If time matters in your ML model, consider time of data arrival a risk. Network lag is something
easily controlled by an attacker. Plan around it.
Always consider the technical source of input, including whether the expected input will always be
available. Is the sensor you are counting on reliable? Sensor blinding attacks are one example of a
risk faced by poorly designed input gathering systems. Note that consistent feature identification
related to sensors is likely to require human calibration.

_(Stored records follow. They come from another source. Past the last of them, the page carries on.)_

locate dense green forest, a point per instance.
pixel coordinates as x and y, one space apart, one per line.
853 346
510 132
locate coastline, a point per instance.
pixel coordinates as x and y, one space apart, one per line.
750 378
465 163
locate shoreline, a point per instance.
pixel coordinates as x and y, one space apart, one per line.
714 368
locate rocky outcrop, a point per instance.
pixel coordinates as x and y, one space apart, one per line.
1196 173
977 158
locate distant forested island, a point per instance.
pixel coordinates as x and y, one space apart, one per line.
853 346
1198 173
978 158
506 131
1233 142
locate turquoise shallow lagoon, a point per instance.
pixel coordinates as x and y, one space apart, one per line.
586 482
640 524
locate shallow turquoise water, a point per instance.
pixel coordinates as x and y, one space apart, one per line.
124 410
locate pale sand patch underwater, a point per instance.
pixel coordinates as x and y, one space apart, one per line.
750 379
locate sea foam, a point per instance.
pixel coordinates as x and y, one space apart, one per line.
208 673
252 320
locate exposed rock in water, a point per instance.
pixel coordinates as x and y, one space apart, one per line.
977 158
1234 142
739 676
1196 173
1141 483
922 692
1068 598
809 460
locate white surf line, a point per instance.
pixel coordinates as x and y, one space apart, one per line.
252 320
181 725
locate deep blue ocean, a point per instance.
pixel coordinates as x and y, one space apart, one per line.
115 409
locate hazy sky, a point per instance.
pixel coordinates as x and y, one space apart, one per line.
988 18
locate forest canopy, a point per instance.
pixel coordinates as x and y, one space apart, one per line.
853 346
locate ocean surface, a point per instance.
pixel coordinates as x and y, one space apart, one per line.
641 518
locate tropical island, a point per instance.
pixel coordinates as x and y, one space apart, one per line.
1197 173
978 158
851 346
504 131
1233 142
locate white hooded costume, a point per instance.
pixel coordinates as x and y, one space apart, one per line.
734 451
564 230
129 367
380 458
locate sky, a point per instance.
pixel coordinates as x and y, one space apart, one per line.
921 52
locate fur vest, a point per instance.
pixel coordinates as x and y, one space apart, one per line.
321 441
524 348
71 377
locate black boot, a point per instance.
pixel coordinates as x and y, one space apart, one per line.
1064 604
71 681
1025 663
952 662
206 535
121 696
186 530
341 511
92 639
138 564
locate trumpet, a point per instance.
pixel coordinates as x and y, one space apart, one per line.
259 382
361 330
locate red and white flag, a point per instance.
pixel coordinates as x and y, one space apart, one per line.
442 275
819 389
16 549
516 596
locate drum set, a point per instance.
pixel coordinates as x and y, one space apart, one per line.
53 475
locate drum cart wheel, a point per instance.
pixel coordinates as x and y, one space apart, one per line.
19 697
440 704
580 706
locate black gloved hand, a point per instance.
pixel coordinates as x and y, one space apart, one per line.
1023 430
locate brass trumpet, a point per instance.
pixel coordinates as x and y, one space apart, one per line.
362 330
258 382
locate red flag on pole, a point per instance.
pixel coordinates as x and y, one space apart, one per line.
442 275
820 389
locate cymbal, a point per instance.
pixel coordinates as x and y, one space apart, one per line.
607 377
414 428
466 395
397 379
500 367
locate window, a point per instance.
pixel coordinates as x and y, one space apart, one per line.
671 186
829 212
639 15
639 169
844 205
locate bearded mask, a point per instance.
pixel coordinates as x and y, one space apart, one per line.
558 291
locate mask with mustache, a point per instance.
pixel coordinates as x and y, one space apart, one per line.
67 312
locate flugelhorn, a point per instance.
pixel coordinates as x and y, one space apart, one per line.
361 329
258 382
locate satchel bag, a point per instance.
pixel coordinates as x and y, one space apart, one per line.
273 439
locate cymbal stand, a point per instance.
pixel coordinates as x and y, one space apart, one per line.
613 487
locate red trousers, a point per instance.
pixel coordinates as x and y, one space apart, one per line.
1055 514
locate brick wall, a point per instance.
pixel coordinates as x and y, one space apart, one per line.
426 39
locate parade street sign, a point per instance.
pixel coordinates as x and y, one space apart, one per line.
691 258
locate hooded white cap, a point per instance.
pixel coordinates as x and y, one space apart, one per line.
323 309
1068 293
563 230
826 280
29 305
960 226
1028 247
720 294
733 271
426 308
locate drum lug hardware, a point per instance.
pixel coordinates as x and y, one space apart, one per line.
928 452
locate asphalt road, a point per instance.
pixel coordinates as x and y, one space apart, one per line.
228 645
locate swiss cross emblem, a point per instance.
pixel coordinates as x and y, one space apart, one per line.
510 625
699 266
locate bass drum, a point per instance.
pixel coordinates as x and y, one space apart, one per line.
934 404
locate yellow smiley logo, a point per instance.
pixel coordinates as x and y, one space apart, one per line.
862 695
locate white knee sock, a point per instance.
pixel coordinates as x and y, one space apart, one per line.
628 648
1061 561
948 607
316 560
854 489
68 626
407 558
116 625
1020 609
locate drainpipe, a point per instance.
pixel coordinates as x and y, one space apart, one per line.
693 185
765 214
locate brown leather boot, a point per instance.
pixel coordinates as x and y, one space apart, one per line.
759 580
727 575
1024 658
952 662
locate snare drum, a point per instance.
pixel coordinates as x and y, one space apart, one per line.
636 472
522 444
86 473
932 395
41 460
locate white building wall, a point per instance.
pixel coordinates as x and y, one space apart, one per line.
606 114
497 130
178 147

If your data are poorly chosen or your model choice is poor, you may reach incorrect conclusions
regarding your ML approach. Make sure your methods match your data and your data are properly
vetted and monitored. Remember that ML systems can fail just as much due to data problems as
due to poorly chosen or implemented algorithms, hyperparameters, and other technical system
issues.
In order to be processed by a learning algorithm, raw input data often
must be transformed into a representational form that can be used by the machine learning
algorithm. This “pre-processing” step by its very nature impacts the security of an ML system since
data play such an essential security role.
Of special note in this component is the discrepancy between online models and offline models
(that is, models that are continuously trained and models that are trained once and “set”). Risks in
online models drift, and risks in offline models impact confidentiality.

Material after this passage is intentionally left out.